“Il grado di antropizzazione del territorio è determinante nel classificare e ricordare gli effetti di un’alluvione. Se non ci fossero case, ponti, strade, attività produttive, quindi se non ci fossero beni esposti a questo pericolo naturale e di conseguenza il livello di rischio di un territorio fosse basso, l’alluvione rientrerebbe in un evento di normale evoluzione geomorfologica locale. In pianura, il fiume allagherebbe le aree in prossimità (attraverso “rotte” fluviali), determinando lo stazionamento più o meno lungo delle acque nei settori con le quote più basse.

Quando le alluvioni accadono, specie se causate da piogge di intensità inusuale che impattano fortemente in un contesto antropizzato, abbiamo la percezione di un’inadeguatezza delle opere di regimazione che l’uomo ha introdotto per mantenere il controllo del territorio, spesso frutto di interventi che si sono per così dire “stratificati” nel corso dei secoli. Infatti in Emilia-Romagna sono state realizzate, nel tempo, numerose opere di sistemazione fluviale, sicuramente più che in altre regioni, per cui è difficile e fuori luogo accusare un’Amministrazione di immobilismo.

Il dato è che si verificano periodiche alluvioni, anche se ovviamente non paragonabili a quelle del maggio scorso, ma tutte inquadrate in un contesto climatico diverso da quello di vent’anni fa”. Lo ha affermato il geologo Paride Antolini, Presidente dell’Ordine dei Geologi dell’Emilia – Romagna.

Il 62% della popolazione risiede in aree a pericolosità media.

“Dove andiamo a ricercare le responsabilità? Governare un territorio complesso e con tante criticità come l’Emilia-Romagna non è facile, specialmente quando hai il 62% della popolazione residente in aree a pericolosità media per il rischio alluvione. La difficoltà nel reperire risorse pubbliche, la presenza di più soggetti che si occupano della gestione del territorio, la debolezza della politica nell’imporre scelte drastiche che non seguono le leggi del mercato e quindi osteggiate da imprenditori e investitori; lo stesso cittadino che apprezza maggiormente scelte edificatorie a scapito di interventi di manutenzione apparentemente invisibili. Il “presto e subito” – ha concluso Antolini –  non è una soluzione ma un problema. Dobbiamo prendere coscienza che non abbiamo bisogno solo di una pianificazione dell’emergenza, ferma restando l’importanza dell’allertamento, di cui anche in occasione degli eventi di maggio abbiamo beneficiato.
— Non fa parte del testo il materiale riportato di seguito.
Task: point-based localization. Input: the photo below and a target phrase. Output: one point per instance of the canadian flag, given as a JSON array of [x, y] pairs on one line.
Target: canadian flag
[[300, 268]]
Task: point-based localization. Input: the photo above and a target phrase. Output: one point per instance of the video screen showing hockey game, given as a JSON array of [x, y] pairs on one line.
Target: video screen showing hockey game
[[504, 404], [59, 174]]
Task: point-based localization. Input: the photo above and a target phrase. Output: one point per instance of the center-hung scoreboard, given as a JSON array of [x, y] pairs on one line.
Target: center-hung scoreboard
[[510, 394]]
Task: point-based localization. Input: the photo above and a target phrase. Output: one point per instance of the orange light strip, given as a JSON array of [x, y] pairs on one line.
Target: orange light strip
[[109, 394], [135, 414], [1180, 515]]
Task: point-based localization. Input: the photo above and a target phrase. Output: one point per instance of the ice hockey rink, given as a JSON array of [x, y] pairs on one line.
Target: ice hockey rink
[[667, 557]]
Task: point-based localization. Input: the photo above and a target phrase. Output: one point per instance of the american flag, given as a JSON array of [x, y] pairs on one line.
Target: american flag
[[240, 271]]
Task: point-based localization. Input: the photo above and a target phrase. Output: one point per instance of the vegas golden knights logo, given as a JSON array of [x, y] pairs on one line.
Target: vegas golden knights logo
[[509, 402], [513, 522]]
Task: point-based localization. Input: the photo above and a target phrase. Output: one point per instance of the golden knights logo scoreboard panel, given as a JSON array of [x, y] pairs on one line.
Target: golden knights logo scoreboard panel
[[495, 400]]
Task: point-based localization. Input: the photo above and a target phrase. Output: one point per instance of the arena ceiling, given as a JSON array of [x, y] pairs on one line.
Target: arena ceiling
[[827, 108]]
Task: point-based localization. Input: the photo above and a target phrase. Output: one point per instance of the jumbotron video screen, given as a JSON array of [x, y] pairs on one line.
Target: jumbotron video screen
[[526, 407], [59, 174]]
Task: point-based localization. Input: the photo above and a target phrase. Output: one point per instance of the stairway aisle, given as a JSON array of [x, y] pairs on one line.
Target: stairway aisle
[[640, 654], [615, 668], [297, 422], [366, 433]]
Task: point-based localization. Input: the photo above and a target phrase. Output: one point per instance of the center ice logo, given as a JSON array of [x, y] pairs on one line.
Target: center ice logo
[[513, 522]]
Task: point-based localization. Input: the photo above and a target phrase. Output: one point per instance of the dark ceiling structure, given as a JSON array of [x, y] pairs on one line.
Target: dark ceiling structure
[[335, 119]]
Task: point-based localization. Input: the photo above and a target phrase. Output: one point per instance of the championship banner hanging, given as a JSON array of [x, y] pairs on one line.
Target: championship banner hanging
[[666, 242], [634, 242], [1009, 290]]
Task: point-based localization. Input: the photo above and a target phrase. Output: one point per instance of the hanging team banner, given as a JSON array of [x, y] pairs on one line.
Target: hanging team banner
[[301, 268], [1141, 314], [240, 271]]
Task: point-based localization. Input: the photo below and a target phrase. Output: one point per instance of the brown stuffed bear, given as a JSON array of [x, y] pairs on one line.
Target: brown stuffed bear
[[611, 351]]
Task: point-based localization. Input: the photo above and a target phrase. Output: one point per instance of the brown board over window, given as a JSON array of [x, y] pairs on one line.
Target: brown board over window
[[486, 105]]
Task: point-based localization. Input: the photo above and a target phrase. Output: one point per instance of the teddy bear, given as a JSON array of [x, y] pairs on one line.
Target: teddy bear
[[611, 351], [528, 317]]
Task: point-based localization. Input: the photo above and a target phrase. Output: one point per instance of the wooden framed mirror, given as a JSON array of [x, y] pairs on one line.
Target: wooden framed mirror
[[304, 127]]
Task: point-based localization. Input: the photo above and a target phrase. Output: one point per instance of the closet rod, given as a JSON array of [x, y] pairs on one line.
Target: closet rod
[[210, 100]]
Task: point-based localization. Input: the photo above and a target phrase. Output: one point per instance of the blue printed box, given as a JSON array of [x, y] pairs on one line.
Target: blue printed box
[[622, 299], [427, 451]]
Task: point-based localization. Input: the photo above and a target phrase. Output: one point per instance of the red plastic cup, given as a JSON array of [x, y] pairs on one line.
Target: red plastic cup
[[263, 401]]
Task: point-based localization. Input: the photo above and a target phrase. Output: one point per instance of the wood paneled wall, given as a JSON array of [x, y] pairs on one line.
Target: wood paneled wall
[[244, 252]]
Abbiamo bisogno di una pianificazione territoriale non più al seguito di emergenze, ma per guardare al futuro e al lungo termine.

Gli eventi a cui stiamo assistendo, ci inducono a valutare il rischio idrogeologico con nuovi parametri, nuove leggi, la modifica dei comportamenti abituali, un potenziamento degli Uffici addetti alla sicurezza territoriale nella direzione di un presidio costante del territorio ed una Protezione Civile che sicuramente dovrà raccogliere da quanto accaduto elementi di riflessione.

Quale dovrà essere o, meglio, quale vogliamo che sia il livello di rischio accettabile? Di conseguenza quale vogliamo che sia l’onere economico che ci vedrà impegnati? Per rispondere a queste nuove sfide, saranno necessari l’ adeguamento della disciplina regionale sulla tutela e l’uso del territorio; l’aggiornamento degli strumenti di pianificazione di settore sul dissesto; l’adeguamento nella tipologia di progettazione delle opere. È ormai evidente a tutti che ogni intervento sul territorio va pianificato a livello di bacino, non possono più essere le sole comunità locali a decidere lo sviluppo urbanistico del proprio territorio”.